Выбери любимый жанр

Живые и мертвые - Симонов Константин Михайлович - Страница 55


Перейти на страницу:
Изменить размер шрифта:

55

Глава десятая

Синцов не знал, сколько он пролежал в беспамятстве, пять минут или час. Но первое чувство, которое он испытал, очнувшись, было чувство тишины.

Он поднял голову, оперся на руки и сел, стирая ладонями залепившую глаза кровь. Потом оглянулся. Кругом никого не было.

— Золотарев! — слабо крикнул он и во второй раз, погромче: — Золотарев!

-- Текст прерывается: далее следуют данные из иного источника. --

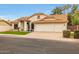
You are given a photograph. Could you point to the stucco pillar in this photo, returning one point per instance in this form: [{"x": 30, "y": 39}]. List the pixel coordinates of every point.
[{"x": 25, "y": 26}]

Он подумал, что Золотарев убит, и, сидя на земле, стал искать его глазами. Но нигде вокруг не было видно ни живого, ни мертвого Золотарева.

Синцов потрогал голову. Голова была вся в крови, но болело только с одной стороны, над виском. Он неосторожно зацепил пальцами содранную кожу и вскрикнул. По лбу потекла струйка крови.

Он поднялся и встал. Ему почему-то было очень зябко, но он чувствовал, что не так уж слаб и может идти. Инстинктивным движением прижав ладони к груди и испуганно оторвав их, он сначала увидел две кровяные печати на грязной нательной рубашке и только потом сообразил, что на нем нет гимнастерки.

Ему не пришло в голову то, что произошло на самом деле. Он подумал другое: что сам в беспамятстве стащил с себя гимнастерку и куда-то запихнул ее вместе с документами. Он много раз думал о том, что, если смерть будет неизбежна, надо успеть разорвать или спрятать документы. Может, это померещилось ему в беспамятстве.

Он опустился на землю, стал шарить вокруг и увидел тянущуюся по вялой траве дорожку черных пятен. Это была кровь. Не поднимаясь с земли, перебирая руками росший кругом мелкий кустарник, он двинулся обратно по дорожке из собственной крови. Но в кустах не было ни гимнастерки, ни выброшенных документов — ничего.

Наконец он добрался до сосны, которую узнал, узнал неоспоримо: вот здесь он упал, когда разорвался снаряд.

Вот оно, это место! И большое, уже впитавшееся в землю пятно крови. Он снова прижал руки к груди, словно ему только почудилось, что он в нательной рубашке. Но гимнастерки не было.

«Может, это Золотарев решил, что я убит, и снял ее с меня…» — впервые неуверенно подумал Синцов.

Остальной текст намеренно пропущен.